Massive traffic congestion in and around the northern Israel city of Haifa last month was the result of a targeted cyber-attack, it was reported on Monday.
An unnamed Israeli cyber-security expert speaking on condition of anonymity told the Associated Press that computer problems that caused major traffic jams for two days straight were more than just standard "technical difficulties."
According to this official, a Trojan-horse attack targeted the security cameras in the tunnel, prompting officials to close the thoroughfare for 20-30 minutes. The next day, the system was hit again, resulting in an eight-hour shutdown and causing an estimated hundreds of thousands of dollars in damages.
The matter had been classified until now, with Israeli officials publicly stating that the unusual snafu had been caused by a mere "computer glitch."

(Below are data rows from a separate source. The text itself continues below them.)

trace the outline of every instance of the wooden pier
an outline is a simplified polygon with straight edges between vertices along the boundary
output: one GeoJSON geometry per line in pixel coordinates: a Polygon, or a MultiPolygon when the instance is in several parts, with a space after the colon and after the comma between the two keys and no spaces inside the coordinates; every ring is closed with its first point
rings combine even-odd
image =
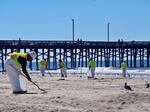
{"type": "Polygon", "coordinates": [[[149,67],[150,41],[46,41],[46,40],[0,40],[0,71],[5,71],[5,60],[14,51],[35,51],[38,56],[29,68],[39,69],[39,60],[47,59],[48,69],[57,69],[58,60],[66,67],[87,67],[89,58],[97,67],[120,67],[126,61],[128,67],[149,67]]]}

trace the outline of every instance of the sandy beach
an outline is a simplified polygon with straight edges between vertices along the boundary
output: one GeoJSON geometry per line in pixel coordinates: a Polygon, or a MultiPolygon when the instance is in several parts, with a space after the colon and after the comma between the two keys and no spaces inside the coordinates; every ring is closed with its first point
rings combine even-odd
{"type": "Polygon", "coordinates": [[[6,73],[0,75],[0,112],[150,112],[148,77],[123,79],[97,77],[88,80],[76,75],[31,75],[42,89],[27,83],[27,94],[12,94],[6,73]],[[134,91],[124,89],[127,82],[134,91]]]}

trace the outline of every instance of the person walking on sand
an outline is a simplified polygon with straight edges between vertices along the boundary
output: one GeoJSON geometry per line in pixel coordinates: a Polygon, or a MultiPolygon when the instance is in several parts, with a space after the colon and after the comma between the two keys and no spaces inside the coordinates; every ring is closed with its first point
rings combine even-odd
{"type": "Polygon", "coordinates": [[[121,69],[122,69],[122,75],[123,75],[123,77],[126,78],[127,65],[126,65],[125,61],[123,61],[123,63],[121,64],[121,69]]]}
{"type": "Polygon", "coordinates": [[[59,68],[61,72],[61,77],[67,77],[66,67],[61,59],[59,59],[59,68]]]}
{"type": "Polygon", "coordinates": [[[41,71],[42,76],[45,75],[46,67],[47,67],[46,59],[40,60],[40,71],[41,71]]]}
{"type": "Polygon", "coordinates": [[[31,51],[29,53],[13,52],[5,62],[6,72],[14,94],[27,93],[26,80],[21,73],[31,81],[26,65],[27,61],[32,61],[36,58],[36,53],[31,51]]]}
{"type": "Polygon", "coordinates": [[[89,74],[91,74],[91,76],[88,76],[88,78],[95,78],[95,68],[96,68],[95,61],[92,58],[90,58],[88,65],[89,65],[89,74]]]}

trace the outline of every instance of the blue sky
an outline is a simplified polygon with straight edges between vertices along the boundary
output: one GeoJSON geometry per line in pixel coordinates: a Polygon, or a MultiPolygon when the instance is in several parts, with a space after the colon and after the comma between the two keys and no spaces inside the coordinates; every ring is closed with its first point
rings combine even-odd
{"type": "Polygon", "coordinates": [[[0,0],[0,40],[147,41],[150,0],[0,0]]]}

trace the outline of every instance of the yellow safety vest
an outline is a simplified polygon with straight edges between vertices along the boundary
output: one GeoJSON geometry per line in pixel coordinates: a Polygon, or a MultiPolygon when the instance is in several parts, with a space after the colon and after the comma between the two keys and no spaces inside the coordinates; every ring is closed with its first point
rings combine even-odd
{"type": "Polygon", "coordinates": [[[13,52],[12,54],[10,54],[10,58],[13,59],[17,65],[17,67],[21,68],[21,64],[18,62],[18,58],[19,56],[27,59],[27,53],[19,53],[19,52],[13,52]]]}
{"type": "Polygon", "coordinates": [[[45,68],[47,65],[47,62],[45,60],[40,61],[40,68],[45,68]]]}

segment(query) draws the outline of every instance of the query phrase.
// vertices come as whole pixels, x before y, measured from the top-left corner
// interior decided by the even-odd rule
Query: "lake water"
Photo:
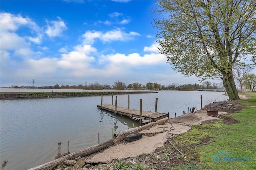
[[[200,95],[203,106],[228,98],[223,92],[157,92],[130,94],[130,108],[139,109],[142,99],[142,109],[154,111],[157,98],[157,111],[170,112],[172,117],[175,112],[177,116],[186,113],[188,107],[200,109]],[[127,95],[118,96],[118,106],[127,107]],[[62,154],[67,152],[70,141],[72,153],[97,145],[98,133],[101,143],[111,139],[112,128],[116,133],[132,127],[133,124],[139,125],[131,119],[97,108],[100,101],[100,96],[1,101],[1,163],[8,160],[7,170],[27,169],[54,160],[59,142],[62,143]],[[111,102],[111,96],[103,96],[104,104]]]

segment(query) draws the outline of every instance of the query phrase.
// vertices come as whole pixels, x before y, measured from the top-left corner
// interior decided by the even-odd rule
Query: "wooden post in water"
[[[156,110],[157,109],[157,100],[158,99],[157,98],[156,98],[156,104],[155,105],[155,112],[156,112]]]
[[[2,170],[5,170],[5,166],[7,163],[7,162],[8,162],[8,160],[6,160],[4,162],[4,163],[3,163],[3,164],[2,165]]]
[[[116,114],[116,107],[117,107],[117,96],[116,96],[116,102],[115,102],[115,115]]]
[[[203,100],[202,98],[202,95],[201,95],[201,109],[202,109],[203,108]]]
[[[100,144],[100,133],[98,133],[98,142]]]
[[[103,100],[103,96],[101,95],[101,104],[100,105],[100,109],[102,109],[102,101]]]
[[[111,128],[111,132],[112,132],[112,138],[114,138],[114,128]]]
[[[58,143],[58,153],[57,156],[55,156],[55,159],[60,158],[61,156],[61,142]]]
[[[130,94],[128,95],[128,109],[130,109]]]
[[[68,154],[70,154],[69,152],[69,141],[68,141]]]
[[[142,100],[140,101],[140,125],[141,125],[141,117],[142,115]]]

Earlier this month, IDF Chief of Staff Gen. Benny Gantz warned that the next war against Israel will include major computer attacks aimed at bringing the Jewish state to a standstill.
"A vast cybernetic war will rage that will affect not only the military but also the civilian systems," Gantz said during the 20th Begin-Sadat Center for Strategic Studies conference at Bar-Ilan University.
Last year, Israeli officials revealed that the Jewish state is targeted by as many as 1,000 cyber-attacks per minute. In addition to the thousands of low-level cyber attacks Israel fends off every day from individual hackers, there are also a regular number of attacks by foreign government agencies.
That was believed to be the case several weeks ago when 140 Israeli officials holding sensitive positions in the defense establishment received an email containing a Trojan-horse virus designed to send information back to its creators.
Security officials told Israel's Channel 2 News on Sunday that the virus originated in China, and was possibly sent by elements within China's defense establishment.
The virus was detected and removed by Israel's security systems.